Reviews
“Ciuba’s emphasis on Percy’s apocalyptics effectively traces the thematic and stylistic ligature that unifies his work, so that, by the end of Walker Percy: Books of Revelations, the reader feels as if he or she has actually glimpsed the figure in the carpet that is woven into the fabric of Percy’s fiction.”
—Mississippi Quarterly
Description
In Walker Percy: Books of Revelations, Gary M. Ciuba examines how Percy’s apocalyptic vision inspires the structure, themes, and strategies of his fiction. This book explores the unity of the southern novelist’s fiction by focusing on its religious and artistic design—one of the first studies to approach Percy’s work from this perspective.
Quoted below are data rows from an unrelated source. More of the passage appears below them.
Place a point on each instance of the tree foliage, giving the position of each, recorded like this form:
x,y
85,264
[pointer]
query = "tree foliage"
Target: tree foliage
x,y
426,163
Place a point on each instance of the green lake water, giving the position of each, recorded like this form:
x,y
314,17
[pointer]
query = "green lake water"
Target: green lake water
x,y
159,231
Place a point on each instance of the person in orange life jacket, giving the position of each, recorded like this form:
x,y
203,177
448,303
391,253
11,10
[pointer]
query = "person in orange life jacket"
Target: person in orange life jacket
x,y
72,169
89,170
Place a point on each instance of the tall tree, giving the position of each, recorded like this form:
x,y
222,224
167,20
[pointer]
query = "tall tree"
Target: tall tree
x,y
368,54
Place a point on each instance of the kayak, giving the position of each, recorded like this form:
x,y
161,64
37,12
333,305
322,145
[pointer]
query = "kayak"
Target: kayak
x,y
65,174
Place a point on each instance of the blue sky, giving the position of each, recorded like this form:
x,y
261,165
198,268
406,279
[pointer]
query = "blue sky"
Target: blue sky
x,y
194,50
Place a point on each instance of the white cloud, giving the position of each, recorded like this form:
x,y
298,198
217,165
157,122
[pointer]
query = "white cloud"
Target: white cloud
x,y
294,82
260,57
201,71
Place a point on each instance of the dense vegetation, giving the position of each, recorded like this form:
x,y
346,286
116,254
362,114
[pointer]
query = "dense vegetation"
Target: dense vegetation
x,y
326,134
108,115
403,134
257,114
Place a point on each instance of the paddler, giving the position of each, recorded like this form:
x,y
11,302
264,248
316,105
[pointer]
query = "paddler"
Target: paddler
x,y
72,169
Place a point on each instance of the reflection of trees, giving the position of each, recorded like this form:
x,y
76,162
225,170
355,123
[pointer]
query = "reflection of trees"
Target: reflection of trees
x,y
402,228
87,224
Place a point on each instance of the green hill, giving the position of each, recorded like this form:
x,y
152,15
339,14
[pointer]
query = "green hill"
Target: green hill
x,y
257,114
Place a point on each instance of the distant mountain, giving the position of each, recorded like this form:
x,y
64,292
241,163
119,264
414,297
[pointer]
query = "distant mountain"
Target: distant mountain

Ciuba considers Percy’s six published novels—The Moviegoer, The Last Gentleman, Love in the Ruins, Lancelot, The Second Coming, and The Thanatos Syndrome—and also offers the first extended critical analysis of his unpublished work “The Gramercy Winner.” Although the novels are often seen as increasingly satiric jeremiads about the possible doom of America, Ciuba argues that Percy’s fiction is principally shaped by a demythologized and partially realized form of eschatology. This apocalyptic vision has less to do with the end of the external world than with the demise of the protagonists’ internal worldviews.
According to Ciuba, Percy does more than offer direly comic warnings about the end of the world; he shows how the world actually ends and then may begin again in the everyday lives and extraordinary loves of his astonished seers.